The bill would add to the criminal code on hate crimes that says crimes motivated by racism or sexual preferences carry double the sentence of the same crime with a different motive.

Stabbing at J'lem gay-pride parade (photo credit: MARC ISRAEL SELLEM/THE JERUSALEM POST)
Stabbing at J'lem gay-pride parade
(photo credit: MARC ISRAEL SELLEM/THE JERUSALEM POST)
New Likud MK Amir Ohana’s first bill will be to designate violence against transgender people as a hate crime, he announced Monday.
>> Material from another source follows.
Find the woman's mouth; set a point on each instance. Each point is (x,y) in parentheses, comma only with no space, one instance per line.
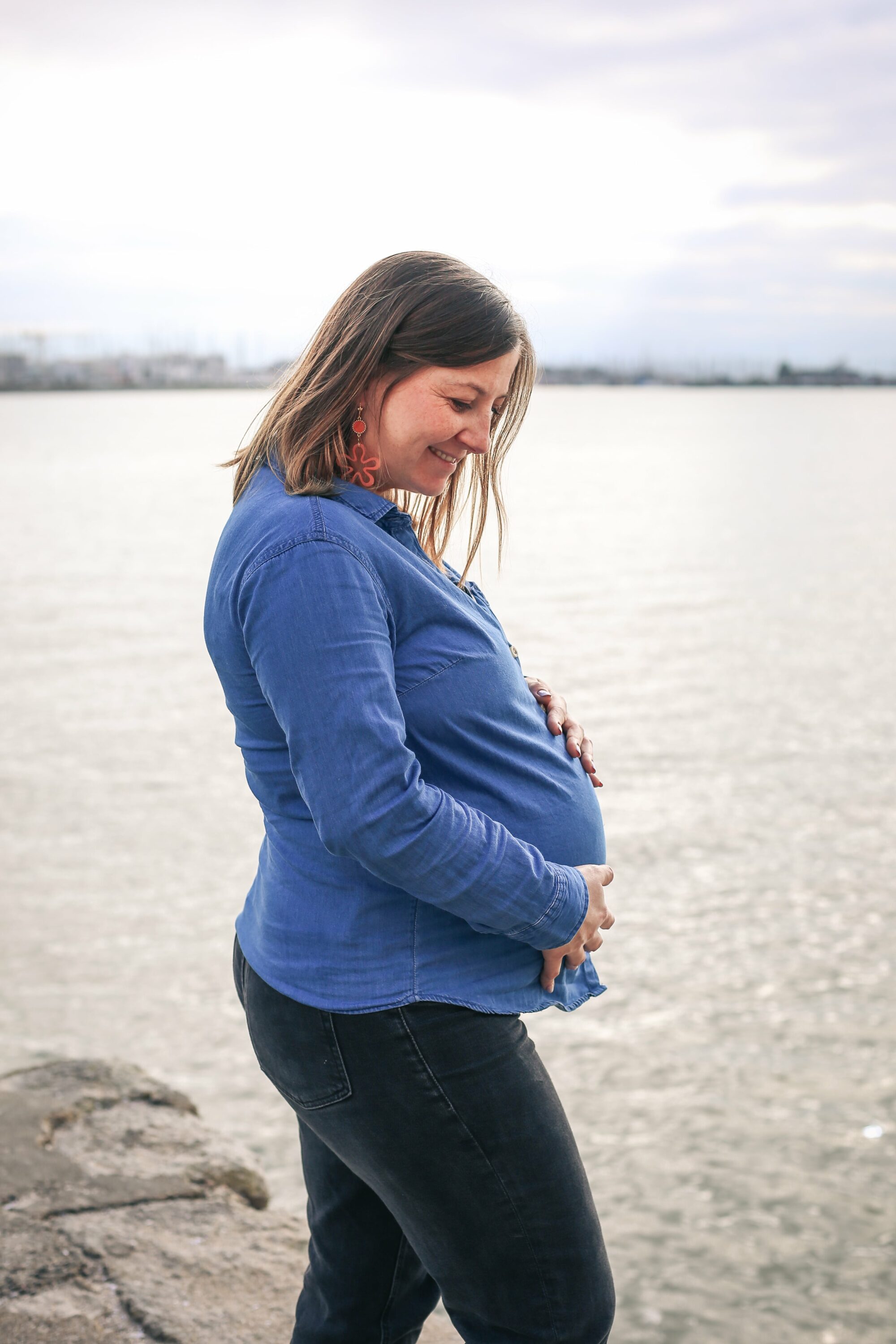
(445,457)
“In the last year, we’ve seen quite a few incidents of attacks on transgender people just because they are part of the trans community, which is why I decided to make my first bill an amendment to the Penal Code that would add gender identity to what can make an assault a hate crime. Anyone who attacks someone because of gender identity will get a double sentence,” he said.
The current section of the criminal code on hate crimes says crimes motivated by racism or the victim’s sexual preferences carry double the sentence of the same crime with a different motive.
Because gender identity is not mentioned in the law, attacks on transgender people were not prosecuted as hate crimes. Ohana’s bill would add gender identity as a possible motivation for a hate crime. MK Anat Berko (Likud) proposed similar legislation in June.
Ohana, who made headlines last month when he was sworn in as the first openly gay MK in Likud and the first openly gay lawmaker to be elected in to the Knesset after running in a general primary, said his bill should be “a consensus that crosses party lines.”
“Among all the populations that make up the LGBT [lesbian, gay, bisexual, transgender] community, [they] are the most vulnerable and discriminated against, and they most need our help,” Ohana said at a meeting of the Knesset Committee for the Advancement of Status of Women and Gender Equality about suicide among transgender people.
“We can pass laws against hate crimes, but we cannot pass laws against hate. The cure for hate is visibility...
and I am happy to see more and more transgender people coming out of the closet and telling their stories,” he said.